The Easiest Wholemeal Multi Grain Bread

If you were to ask me to make bread from scratch a couple of years ago, I would have said ‘Who? Me? Bread? What?‘. Luckily I love a good challenge and before I knew it my first bread was lovingly baking away. It wasn’t bad, but obviously wasn’t perfect either. I ate it, taking great pleasure with each bite.

You know those people saying that making, and baking bread is one of the most rewarding kitchen ventures? They’re sort of right. Since making my very first, I haven’t stopped and I haven’t bought; except on a few random occasions when I’m farmer marketing (and now I’ve learned how to make Sourdough Bagels Recipe too).

Now about the multi grain bread. It is so incredibly perfect for sandwiches! Perfect for that super-ripe avocado waiting in the fridge. Perfect with nut butter and banana. Just perfect. And just too easy. 

Why Is It Called Multi Grain Bread?

The name Multi Grain Bread reflects its blend of various whole grains, which contribute not only to its delightful taste but also to its rich nutritional profile. Unlike white bread, which often contains refined flour, multi grain bread combines ingredients like whole grain bread, wheat bread​, and additional grains such as oats, barley, and flaxseed. 

This diverse mixture enhances the flavor and texture of the bread, making it hearty and satisfying. The term “multi grain” emphasizes the use of multiple grains, showcasing the health benefits associated with consuming a variety of whole foods.
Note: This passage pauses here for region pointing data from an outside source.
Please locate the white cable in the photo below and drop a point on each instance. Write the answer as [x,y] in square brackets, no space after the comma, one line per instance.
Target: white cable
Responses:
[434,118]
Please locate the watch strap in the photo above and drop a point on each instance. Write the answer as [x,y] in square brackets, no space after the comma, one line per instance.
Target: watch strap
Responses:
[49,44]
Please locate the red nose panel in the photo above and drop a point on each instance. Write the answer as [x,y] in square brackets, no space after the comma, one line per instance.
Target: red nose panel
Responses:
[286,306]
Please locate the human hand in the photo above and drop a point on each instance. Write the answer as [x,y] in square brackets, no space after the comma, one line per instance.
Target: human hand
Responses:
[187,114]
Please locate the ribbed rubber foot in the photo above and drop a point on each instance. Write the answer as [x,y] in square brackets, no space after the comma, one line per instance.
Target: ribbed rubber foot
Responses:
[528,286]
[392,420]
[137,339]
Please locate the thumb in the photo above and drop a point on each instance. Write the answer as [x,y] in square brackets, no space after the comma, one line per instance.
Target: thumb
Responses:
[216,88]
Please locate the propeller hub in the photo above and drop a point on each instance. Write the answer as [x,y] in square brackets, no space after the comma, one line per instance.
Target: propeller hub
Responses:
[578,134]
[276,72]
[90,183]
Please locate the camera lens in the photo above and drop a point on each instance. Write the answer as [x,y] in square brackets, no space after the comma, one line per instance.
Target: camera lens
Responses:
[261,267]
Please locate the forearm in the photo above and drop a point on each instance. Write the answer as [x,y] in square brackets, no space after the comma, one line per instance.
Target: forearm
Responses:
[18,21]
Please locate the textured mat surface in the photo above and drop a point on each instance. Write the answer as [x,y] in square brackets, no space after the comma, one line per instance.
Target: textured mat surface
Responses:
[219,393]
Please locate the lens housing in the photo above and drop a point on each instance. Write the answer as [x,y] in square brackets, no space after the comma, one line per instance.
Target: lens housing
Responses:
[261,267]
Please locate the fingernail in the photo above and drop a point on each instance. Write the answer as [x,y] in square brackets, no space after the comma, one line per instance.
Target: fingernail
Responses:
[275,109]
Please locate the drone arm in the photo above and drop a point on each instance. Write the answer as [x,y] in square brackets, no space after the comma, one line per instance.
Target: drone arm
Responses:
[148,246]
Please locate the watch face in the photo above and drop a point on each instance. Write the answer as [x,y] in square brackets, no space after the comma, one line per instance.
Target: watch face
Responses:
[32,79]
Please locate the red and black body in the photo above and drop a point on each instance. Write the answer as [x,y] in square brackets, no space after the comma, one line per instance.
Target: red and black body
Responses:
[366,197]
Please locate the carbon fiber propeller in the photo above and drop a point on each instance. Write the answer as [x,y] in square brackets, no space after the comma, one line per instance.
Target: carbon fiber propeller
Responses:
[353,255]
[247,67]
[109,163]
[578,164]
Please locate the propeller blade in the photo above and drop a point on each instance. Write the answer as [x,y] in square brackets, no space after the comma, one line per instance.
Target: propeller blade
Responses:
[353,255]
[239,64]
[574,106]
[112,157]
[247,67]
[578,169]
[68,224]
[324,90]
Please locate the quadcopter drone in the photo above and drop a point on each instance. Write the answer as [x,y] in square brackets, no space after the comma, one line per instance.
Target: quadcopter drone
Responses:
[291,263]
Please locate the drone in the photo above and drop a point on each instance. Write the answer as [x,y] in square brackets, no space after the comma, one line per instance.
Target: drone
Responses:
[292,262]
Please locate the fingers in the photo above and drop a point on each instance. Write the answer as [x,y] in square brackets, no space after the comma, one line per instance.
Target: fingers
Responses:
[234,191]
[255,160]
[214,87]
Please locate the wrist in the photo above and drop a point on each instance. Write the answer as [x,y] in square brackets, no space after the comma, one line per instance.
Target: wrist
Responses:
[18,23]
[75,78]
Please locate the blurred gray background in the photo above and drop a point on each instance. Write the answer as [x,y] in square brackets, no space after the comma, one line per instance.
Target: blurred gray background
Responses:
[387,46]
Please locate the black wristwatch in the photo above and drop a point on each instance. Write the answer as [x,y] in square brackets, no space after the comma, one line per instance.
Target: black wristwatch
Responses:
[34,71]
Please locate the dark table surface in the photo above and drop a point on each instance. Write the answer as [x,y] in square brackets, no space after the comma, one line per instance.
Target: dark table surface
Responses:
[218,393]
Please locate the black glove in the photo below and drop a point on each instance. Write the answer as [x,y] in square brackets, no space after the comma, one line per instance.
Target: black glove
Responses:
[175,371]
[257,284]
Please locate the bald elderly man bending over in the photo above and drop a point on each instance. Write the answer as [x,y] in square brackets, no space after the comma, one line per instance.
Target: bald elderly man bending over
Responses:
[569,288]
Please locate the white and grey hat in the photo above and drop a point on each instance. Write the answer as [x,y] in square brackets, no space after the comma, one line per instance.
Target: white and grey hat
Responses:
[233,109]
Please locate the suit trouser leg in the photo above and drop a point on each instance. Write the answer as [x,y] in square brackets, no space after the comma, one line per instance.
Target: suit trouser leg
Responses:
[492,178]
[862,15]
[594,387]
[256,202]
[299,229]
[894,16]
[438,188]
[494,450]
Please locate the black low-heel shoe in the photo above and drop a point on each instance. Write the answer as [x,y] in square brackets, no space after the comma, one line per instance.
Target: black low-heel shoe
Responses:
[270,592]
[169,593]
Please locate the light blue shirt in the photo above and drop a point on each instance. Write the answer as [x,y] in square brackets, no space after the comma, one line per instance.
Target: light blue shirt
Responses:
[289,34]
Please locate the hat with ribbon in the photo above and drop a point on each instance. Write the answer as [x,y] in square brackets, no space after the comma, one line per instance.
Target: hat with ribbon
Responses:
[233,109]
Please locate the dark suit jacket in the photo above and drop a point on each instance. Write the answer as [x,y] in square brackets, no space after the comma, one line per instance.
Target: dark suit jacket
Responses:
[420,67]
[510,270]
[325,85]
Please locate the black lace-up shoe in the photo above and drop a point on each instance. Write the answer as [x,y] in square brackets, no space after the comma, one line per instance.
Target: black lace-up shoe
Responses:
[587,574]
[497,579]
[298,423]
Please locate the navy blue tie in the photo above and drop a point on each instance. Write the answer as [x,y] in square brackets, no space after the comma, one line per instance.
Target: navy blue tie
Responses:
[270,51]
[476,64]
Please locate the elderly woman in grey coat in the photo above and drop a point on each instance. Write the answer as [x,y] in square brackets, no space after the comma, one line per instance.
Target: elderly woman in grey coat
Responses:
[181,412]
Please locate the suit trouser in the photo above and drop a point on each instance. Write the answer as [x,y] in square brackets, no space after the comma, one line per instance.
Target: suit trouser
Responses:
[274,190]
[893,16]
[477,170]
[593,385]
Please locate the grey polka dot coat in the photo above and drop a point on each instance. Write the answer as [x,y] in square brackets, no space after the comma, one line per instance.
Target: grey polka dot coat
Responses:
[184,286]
This bread is a great choice for those looking to enjoy a nutritious sandwich or a wholesome side for their meals.

Multi Grain Bread Recipe

For 2 servings

Prep time:  5 minutes

Chill time: 30 minutes

Baking time: aprox 25 minutes

Total Time: 1 hour

Ingredients

Ingredients

  • 3 cups wholemeal flour (I used wholemeal spelt)
  • 1 cup ground linseed (flax meal)
  • 1 cup grain mix (DIY with wholegrain rolled oats, sunflower seeds, pepitas)
  • 3 cups water
  • 1/2 TBSP sea salt flakes
  • 2 TBSP olive oil (or coconut oil)
  • 1 tsp each: dry rosemary, dry oregano, dry thyme
  • To top: sesame seeds

Steps

  1. Mix dry ingredients in a bowl: wholemeal flour, linseed, grain mix, sea salt, and dry herbs.
  2. Add 2.5 cups of the water plus the oil to the dry ingredients and begin to mix. Add the remaining 0.5 cups of water if needed, bit by bit.
  3. Knead for a minute or two, then roll into a ball, cover, and place in the fridge for half an hour to firm up. Make yourself a cup of tea and relax in the meantime.
  4. Preheat the oven to 200C.
  5. Take out the dough from the fridge, knead it for a minute or two then divide it into two equal parts. Roll each into a ball, then shape it any way you want to make the loaf of bread.
  6. Place the bread on a tray lined with baking paper, sprinkle sesame seeds, and gently press them so they stick to the bread.
  7. Bake the bread for about 25 minutes.
  8. When it’s golden brown on the outside and smells like homemade heaven, poke the bread with a skewer and if it comes out clean, it means your bread is done, fully baked on the inside as well. Take it out, cover it with a clean tea towel, and allow it to cool. Try not to dig in before it cools. I successfully failed at it.

Steps

Nutrition Facts (per serving):

  • Calories: 280 kcal
  • Sugar: 1g
  • Sodium: 125mg
  • Total Fat: 9g
  • Saturated Fat: 1g
  • Unsaturated Fat: 7g (includes both monounsaturated and polyunsaturated fats)
  • Trans Fat: 0g
  • Carbohydrates: 44g
  • Fiber: 7g
  • Protein: 9g
  • Cholesterol: 0mg

Best Side Dishes to Pair with Multi Grain Bread

When serving your freshly baked Multi Grain Bread, consider these delicious side dishes that perfectly complement its rich flavors:

  1. Panini: Use slices of multi grain bread to create a delightful panini bread. Fill it with ingredients like fresh mozzarella, basil, and tomatoes for a savory treat.
  2. Soup: Pair with a hearty vegetable soup or classic tomato bisque. The bread acts as a perfect dipper, soaking up the flavors.
  3. Salads: Serve alongside a vibrant green salad or a quinoa salad. The nutty flavors of the multi grain bread enhance the fresh vegetables and dressings.
  4. Nut Butters: Spread almond or peanut butter on toasted slices for a quick, nutritious snack or breakfast option.
  5. Hummus and Veggies: Enjoy with a side of hummus and raw veggies for a refreshing and healthy snack.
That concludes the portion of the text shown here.